Odeio mentir - por Kelsen Bravos*



A arte existe porque a vida não basta.
Ferreira Gullar

Além da leitura, um de meus prazeres é escrever. Gosto de crônicas. Para mim é o que seria, para muitos, ver o time do peito vencer um clássico na final do campeonato, ou a escola de samba ganhar mais um carnaval, ou conquistar bonito o festival de quadrilha junina. Algo assim quase tão bom quanto beijar sob luar à erma praia e, depois do silêncio de depois, jogar-se com a amada no mar, já no tudo de novo outra vez…

Nesses tensos dias cheios de construção do nada, sinto a imprescindível necessidade de escrever crônicas, porque pressupõe a leitura atenta do contexto, obriga-me a refletir sobre o estado de coisas e a dialogar com o tempo presente para construir sentidos e, quem sabe, legar um registro ficcional importante para ajudar a interpretar a realidade e, assim, evitar a repetição da iniquidade tão perversa desses dias cheios de nada a legar…

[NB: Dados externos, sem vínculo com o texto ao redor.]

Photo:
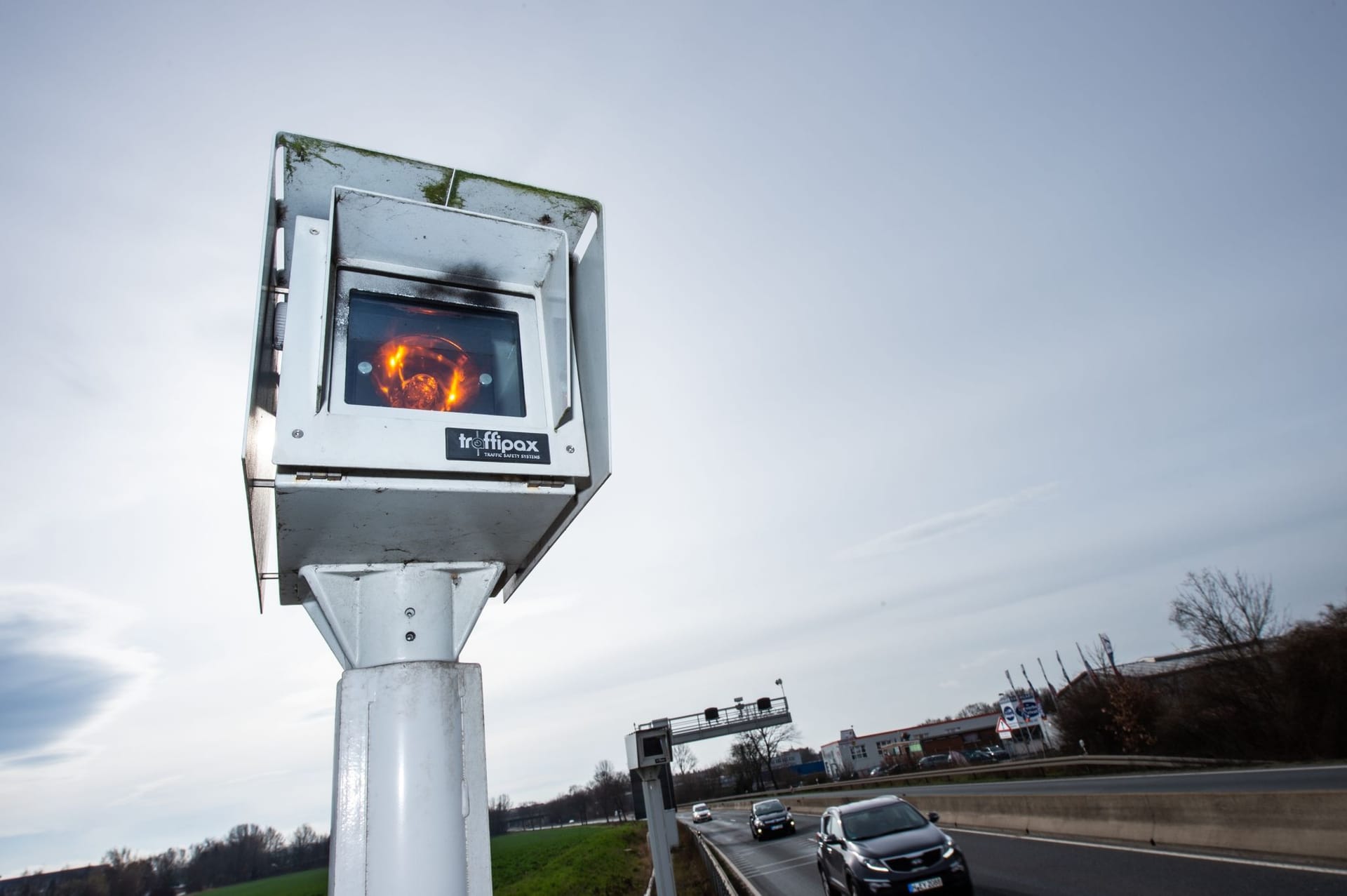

Por estar tão caótico o contexto, resolvi pedir sugestão de temas para facilitar minha necessidade de escrever. Integro vários grupos em mídias de relacionamento. Um dos quais com pessoas de quem fiquei amigo há décadas e que bem recente nos reencontramos. Quando nos conhecemos, éramos muito jovens, passamos poucas e boas juntos. As dificuldades, que não foram poucas, nos uniram. Superamos todas elas e aprendemos muito com isso.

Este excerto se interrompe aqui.